When thinking about starting a blog again, I contemplated whether or not it would be something that would be beneficial to me and also to those who read this blog. After revisiting my old blog, Nest.Nesting.Nested and reading through so many sweet comments on my old blog posts, I remembered how much love, encouragement, motivation, and inspiration that I received from the blogging community. It made me realize that starting a new blog was definitely something that I wanted to do! I have always been such a shy and very private person, which makes blogging so challenging and yet so rewarding for me. I love sharing my ideas! I love being inspired by other blogs! Blogging motivates me! It makes me happy!
One thing that I have promised myself is that this blog is going to be REAL. The REAL me. My REAL personality and style. My REAL triumphs and failures! Just plain REAL!
More than six years ago, I remember so vividly, like it was yesterday…I had just blogged about my little dining area. I had put the leaf into my small round table, making it a slightly bigger oval. I received a couple comments about it being the “wrong” choice for my little space. I was shocked! “Why would someone be rude? Maybe they were just trying to help me? Maybe an oval table was the wrong choice?” So many thoughts ran through my mind. I quickly took the leaf out of my table, rewrote my blog post and retook the pictures without the leaf in the table.
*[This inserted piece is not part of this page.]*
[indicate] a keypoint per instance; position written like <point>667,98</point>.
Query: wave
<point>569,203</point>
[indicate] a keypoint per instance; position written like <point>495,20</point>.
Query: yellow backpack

A few months later, I welcomed my third little boy. I thought “what am I going to do? I will soon need another chair at the table, but I couldn’t possibly put that leaf back in! What would my readers think?” It was around that time that I realized, although I loved so many of my blogging friendships, I always felt so encouraged and inspired by them, I had to step away from my blog and reevaluate. I wasn’t being REAL to myself. It took a couple years, but I gained confidence in my style and my ability to create again. I realized my house is MY house, I am the one who lives here, so I should choose how to decorate it. My house completely changed after that! I fell in love with my house, so in love with every part of that house!
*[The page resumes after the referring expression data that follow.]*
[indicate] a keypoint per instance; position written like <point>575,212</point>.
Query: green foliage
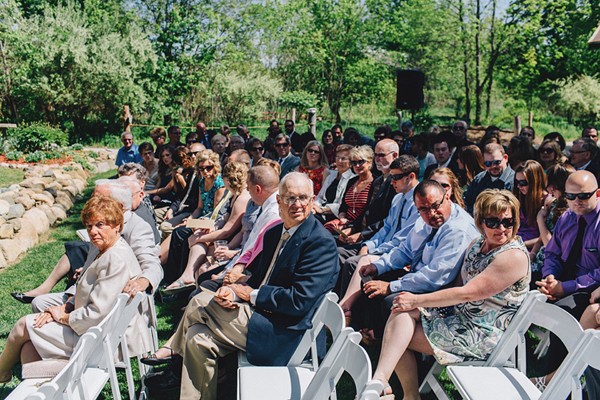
<point>579,99</point>
<point>33,137</point>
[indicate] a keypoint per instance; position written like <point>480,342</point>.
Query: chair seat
<point>492,383</point>
<point>273,383</point>
<point>26,388</point>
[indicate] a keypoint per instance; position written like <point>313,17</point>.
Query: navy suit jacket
<point>304,272</point>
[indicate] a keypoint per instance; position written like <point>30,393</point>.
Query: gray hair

I eventually even got a much bigger table for that little space, and you know what? I LOVED it!
What I am trying to say is, do what makes you happy! Just because someone tells you that you should or shouldn’t do something, do what makes you happy and feels right for you! I am so excited to be starting this new blogging journey with an entirely different mind set than I had years ago when I started Nest.Nesting.Nested. I truly hope it’s a blog where others can inspiration, motivation, and love!!!